Die Derbys zwischen dem SV Schwaig und dem VC Eschenbacher Eltmann waren in den vergangenen Jahren stets heiße Duelle, in denen die Mittelfranken jedoch häufig - vor allem in eigener Halle - die Nase vorn hatten. Eltmann will die Negativserie von zwei 0:3-Niederlagen in Folge der Hausherren nutzen und punkten.

Gegen Rüsselsheim vor zwei Wochen tankten die Unterfranken viel Selbstvertrauen, indem sie überraschend zwei Sätze gewannen, ein sehr gutes Spiel ablieferten und sich am Ende nur knapp mit 2:3 geschlagen geben mussten.

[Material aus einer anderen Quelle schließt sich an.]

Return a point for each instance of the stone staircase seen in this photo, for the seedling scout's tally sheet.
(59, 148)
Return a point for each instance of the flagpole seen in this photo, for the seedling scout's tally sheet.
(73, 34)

Vier Auswärtsspiele in Folge

Das Frankenderby ist das erste von vier Spielen, die die Oshino Volleys in den kommenden Wochen in der Fremde besteiten müssen. Es soll dazu genutzt werden, die gute Form des Rüsselsheim-Spiels erneut abzurufen und für den Abstiegskampf gerüstet zu sein.

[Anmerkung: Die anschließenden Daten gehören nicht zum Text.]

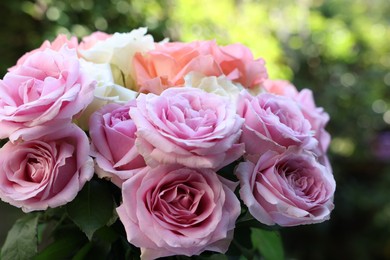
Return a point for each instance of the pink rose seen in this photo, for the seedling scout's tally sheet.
(169, 63)
(280, 87)
(56, 45)
(274, 123)
(238, 64)
(48, 172)
(112, 133)
(317, 117)
(43, 94)
(187, 126)
(287, 189)
(90, 40)
(170, 210)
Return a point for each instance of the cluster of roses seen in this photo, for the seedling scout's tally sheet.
(162, 120)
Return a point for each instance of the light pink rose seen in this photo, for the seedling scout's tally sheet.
(55, 45)
(43, 94)
(170, 210)
(112, 133)
(170, 62)
(187, 126)
(238, 64)
(48, 172)
(317, 117)
(90, 40)
(280, 87)
(274, 123)
(287, 189)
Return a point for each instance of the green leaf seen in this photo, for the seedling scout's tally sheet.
(63, 247)
(92, 208)
(268, 243)
(21, 242)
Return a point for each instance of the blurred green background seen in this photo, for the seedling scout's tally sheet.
(339, 49)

"Natürlich sind wir alle äußerst motiviert und wollen auch gegen Schwaig zeigen, dass wir die Liga unbedingt halten möchten", meint Außenangreifer Peter Link im Vorfeld der Partie. "In Schwaig ist immer eine tolle Stimmung, und wir freuen uns alle auf das Derby. Chancenlos sind wir keineswegs, wir werden alles geben, um ein harter Gegner zu sein", so Link weiter.

Die Hoffnungen sind nicht völlig unbegründet - Schwaig verlor vor der Spielpause zwei Spiele in Folge, ohne dabei einen Satz zu gewinnen. Gegen Rüsselsheim und Grafing waren die Mittelfranken chancenlos, obwohl sie vorher in Reichweite zur Tabellenspitze eine überdurchschnittliche Saison abgeliefert hatten. Das Heimteam hat also etwas gutzumachen, und somit ist ein brisantes Derby in toller Atmosphäre zu erwarten. Eltmanns direkter Konkurrent Friedrichshafen, der drei Punkte von den Oshino Volleys steht, spielt am Samstag in Fellbach und am Sonntag in eigener Halle gegen Dachau.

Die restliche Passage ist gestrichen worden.